Though based on some of my poly experiences, and some of the children I've known, I'm not going to say that being adult means you're naturally better equipped than a child to work through these things. I've seen emotionally aware children that had great parents be far more able to express their feelings clearly to their parents than some adults can do when trying to talk to another adult about their feelings.

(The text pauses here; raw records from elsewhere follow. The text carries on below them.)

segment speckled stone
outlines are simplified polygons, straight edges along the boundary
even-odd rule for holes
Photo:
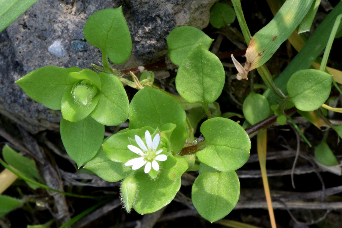
[[[32,100],[15,83],[48,65],[91,69],[101,52],[83,45],[83,27],[100,10],[122,6],[132,38],[128,60],[118,68],[156,62],[166,54],[166,39],[176,27],[202,29],[216,0],[40,0],[0,33],[0,113],[32,133],[58,130],[60,111]]]

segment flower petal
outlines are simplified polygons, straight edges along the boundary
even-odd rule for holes
[[[140,138],[140,137],[136,135],[135,135],[134,138],[135,138],[135,142],[138,144],[138,145],[140,147],[140,148],[142,149],[143,150],[145,150],[146,151],[147,151],[147,148],[145,146],[145,144],[143,142],[143,140],[141,140],[141,139]]]
[[[140,156],[144,155],[144,152],[143,152],[142,151],[136,146],[134,146],[133,145],[128,145],[127,146],[127,147],[132,152],[134,152]]]
[[[157,161],[166,161],[166,159],[167,159],[168,157],[166,156],[166,155],[159,155],[156,157],[156,158],[154,159]]]
[[[146,162],[147,162],[146,160],[144,159],[143,158],[141,158],[141,160],[137,160],[137,161],[135,162],[135,163],[133,165],[133,166],[132,166],[132,169],[135,170],[141,168],[144,165],[146,164]]]
[[[143,161],[143,158],[133,158],[132,159],[131,159],[126,162],[126,163],[125,163],[125,165],[126,166],[133,165],[138,162],[140,162],[141,161]]]
[[[159,170],[159,164],[155,160],[153,160],[152,162],[152,167],[156,171]]]
[[[154,138],[153,138],[153,142],[152,143],[152,148],[154,150],[155,150],[157,149],[160,141],[160,136],[159,134],[157,134],[154,136]]]
[[[147,148],[150,150],[152,148],[152,138],[151,138],[151,134],[148,131],[145,132],[145,141],[146,141]]]
[[[148,172],[151,171],[151,162],[148,162],[146,163],[145,165],[145,169],[144,171],[145,173],[148,173]]]
[[[157,150],[156,151],[155,154],[159,155],[159,153],[161,153],[161,151],[163,151],[162,149]]]

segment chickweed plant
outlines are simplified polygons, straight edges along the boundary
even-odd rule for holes
[[[287,0],[273,19],[252,37],[239,0],[232,0],[234,9],[221,3],[212,8],[210,22],[214,27],[232,23],[236,15],[249,44],[244,66],[232,55],[237,79],[248,80],[249,72],[256,69],[268,88],[263,94],[252,89],[246,98],[244,128],[214,111],[226,80],[225,71],[220,59],[208,51],[213,40],[196,28],[176,28],[167,38],[170,58],[179,67],[175,83],[179,95],[154,84],[153,72],[143,71],[140,79],[131,72],[133,81],[121,77],[120,71],[108,61],[122,64],[131,53],[130,31],[121,7],[95,13],[84,27],[86,39],[102,51],[103,66],[93,65],[92,70],[47,66],[16,83],[33,99],[61,110],[62,140],[79,168],[108,182],[122,180],[121,199],[127,212],[133,209],[143,214],[164,207],[179,190],[183,174],[195,171],[199,175],[192,187],[193,203],[201,216],[213,222],[229,213],[239,199],[240,183],[235,171],[249,159],[249,134],[254,133],[248,134],[244,129],[274,115],[279,124],[284,124],[288,119],[291,121],[290,115],[297,110],[306,118],[312,111],[321,113],[317,110],[322,106],[341,111],[324,103],[332,83],[338,88],[325,67],[333,38],[341,29],[342,2],[276,80],[264,65],[299,26],[305,30],[307,25],[311,25],[312,14],[317,11],[311,6],[317,1]],[[313,44],[318,47],[315,50]],[[319,69],[308,69],[326,46]],[[123,84],[137,90],[130,103]],[[187,111],[198,107],[206,116],[198,126],[200,140],[195,137],[199,121]],[[324,115],[319,116],[342,136],[341,125],[333,125]],[[128,128],[104,138],[105,125],[118,125],[128,119]],[[315,152],[317,159],[325,165],[336,165],[329,146],[325,142],[322,144]],[[8,152],[10,149],[6,147],[4,152],[13,153]],[[37,174],[26,179],[32,177],[37,179]],[[31,184],[37,187],[37,183]],[[17,202],[13,204],[12,207],[17,206]]]

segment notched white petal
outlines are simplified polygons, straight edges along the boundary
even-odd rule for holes
[[[156,171],[159,170],[159,164],[155,160],[153,160],[152,162],[152,167]]]
[[[162,149],[160,149],[160,150],[157,150],[157,151],[156,151],[155,154],[156,155],[159,155],[159,153],[161,153],[161,151],[163,151]]]
[[[141,159],[141,160],[137,161],[135,164],[133,165],[133,166],[132,166],[132,169],[135,170],[140,169],[143,167],[143,166],[146,164],[146,162],[147,162],[147,161],[144,160],[143,158],[138,158]]]
[[[145,169],[144,171],[145,172],[145,173],[148,173],[148,172],[150,171],[151,162],[148,162],[146,163],[146,165],[145,165]]]
[[[146,131],[145,132],[145,140],[146,141],[146,145],[149,150],[152,148],[152,138],[151,137],[151,134],[149,132]]]
[[[138,162],[140,162],[141,161],[143,160],[143,158],[133,158],[132,159],[131,159],[127,162],[126,162],[126,163],[125,163],[125,165],[126,165],[126,166],[133,165],[135,165],[136,163]]]
[[[145,150],[145,151],[147,151],[147,148],[145,146],[145,144],[143,140],[140,138],[140,137],[135,135],[134,136],[134,138],[135,139],[135,142],[138,144],[138,145],[140,147],[140,148],[142,149],[143,150]]]
[[[128,145],[127,146],[127,147],[132,152],[134,152],[137,154],[138,154],[141,156],[144,155],[144,152],[143,152],[142,151],[136,146],[135,146],[133,145]]]
[[[166,161],[166,159],[167,159],[168,157],[166,155],[159,155],[156,157],[155,159],[160,161]]]
[[[159,134],[156,135],[153,138],[153,142],[152,142],[152,148],[155,150],[159,145],[159,142],[160,141],[160,136]]]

But, those exact examples that you both brought up are things that I can point out to someone who does have kids and is familiar with them and use as examples of situations that arise in poly and can be worked out by all parties, much more equally than children, yes. Though OTOH, one thing I HAVE heard people say is that - as the kids get older - parenting multiple kids often involves watching the kids work out conflict between each other for themselves, or helping kids figure out what needs to be done to help them feel better/more secure (versus when they're younger, and parents are more often needed to take the lead and do those things for the children) and then providing feedback on whether or not the proposed solution is workable.
Similar to a conflict happening between partners and those two needing to go to a 3rd partner/metamour and saying: We think that X solution might help with this problem we're having. How do you feel about that solution? Are you comfortable with it? Will it work for you?
Does that make sense?
Again, not saying they're exactly the same. They are definitely not exactly the same. But a lot of the problem-solving dynamics can be similar, and to get back to my original point, people don't generally say "having multiple children is unfair to all the kids/shows a lack of commitment to your first child" in the same way that they might say "having multiple partners is unfair to all your partners/shows a lack of commitment".